Graeme Dott is playing his best snooker since winning the China Open three years ago and arguably better than when he won the world title in 2006.
His quarter-final opponent, Mark Allen, has been impressive so far but is yet to be put under pressure and has not been punished when his do-or-die shots have failed to go in.
Shaun Murphy conjured up an aggressive last three frames to see off Ding Junhui last night, proving experience of winning in Sheffield can make all the difference.
Ali Carter suffered a scare against Joe Perry but raised his game at the denouement and will be tough to beat.
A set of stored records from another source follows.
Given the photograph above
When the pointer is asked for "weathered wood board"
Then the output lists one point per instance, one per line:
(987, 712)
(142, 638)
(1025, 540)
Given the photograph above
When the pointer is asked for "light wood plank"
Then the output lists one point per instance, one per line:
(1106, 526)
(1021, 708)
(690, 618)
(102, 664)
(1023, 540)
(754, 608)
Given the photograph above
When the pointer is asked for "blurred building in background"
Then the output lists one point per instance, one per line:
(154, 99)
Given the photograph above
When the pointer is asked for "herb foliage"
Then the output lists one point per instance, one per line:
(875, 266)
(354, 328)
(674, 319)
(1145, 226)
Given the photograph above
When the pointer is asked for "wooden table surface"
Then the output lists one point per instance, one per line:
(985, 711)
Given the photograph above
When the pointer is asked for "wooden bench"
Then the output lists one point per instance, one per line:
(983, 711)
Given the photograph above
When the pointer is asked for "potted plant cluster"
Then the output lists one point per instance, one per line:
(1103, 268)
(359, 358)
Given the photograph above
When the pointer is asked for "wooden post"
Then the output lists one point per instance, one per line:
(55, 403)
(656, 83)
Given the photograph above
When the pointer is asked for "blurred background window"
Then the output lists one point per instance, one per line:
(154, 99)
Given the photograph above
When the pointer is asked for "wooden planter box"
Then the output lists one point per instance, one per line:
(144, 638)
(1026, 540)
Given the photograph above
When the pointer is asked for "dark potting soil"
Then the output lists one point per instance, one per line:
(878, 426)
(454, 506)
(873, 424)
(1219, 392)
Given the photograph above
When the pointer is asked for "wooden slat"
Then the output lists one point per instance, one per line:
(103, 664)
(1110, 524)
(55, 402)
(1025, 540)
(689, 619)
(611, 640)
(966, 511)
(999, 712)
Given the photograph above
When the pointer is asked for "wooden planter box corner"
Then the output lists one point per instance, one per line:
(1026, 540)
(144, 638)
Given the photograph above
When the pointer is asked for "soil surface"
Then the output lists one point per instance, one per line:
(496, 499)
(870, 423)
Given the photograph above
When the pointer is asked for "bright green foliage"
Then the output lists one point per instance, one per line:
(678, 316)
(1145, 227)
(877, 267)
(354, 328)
Perhaps Murphy’s track record at the Crucible will prove key again.
Nobody tipped Steve Davis to beat John Higgins and few would tip him to beat Neil Robertson, but who is to say the grand old man of snooker can’t cause another shock?
It’s unlikely – in the first round last year Robertson beat him 10-2 – but Davis is playing well and if he can score from the chances he creates from his tactical game then he could make it close.
Regardless, it should be celebrated that he is in the quarter-finals at all. At 52, he is the oldest player to appear in the last eight since he beat 53 year-old Eddie Charlton 13-5 in 1983.
Davis’s continued presence in the draw adds an extra element to what is already a fascinating set of quarter-finals.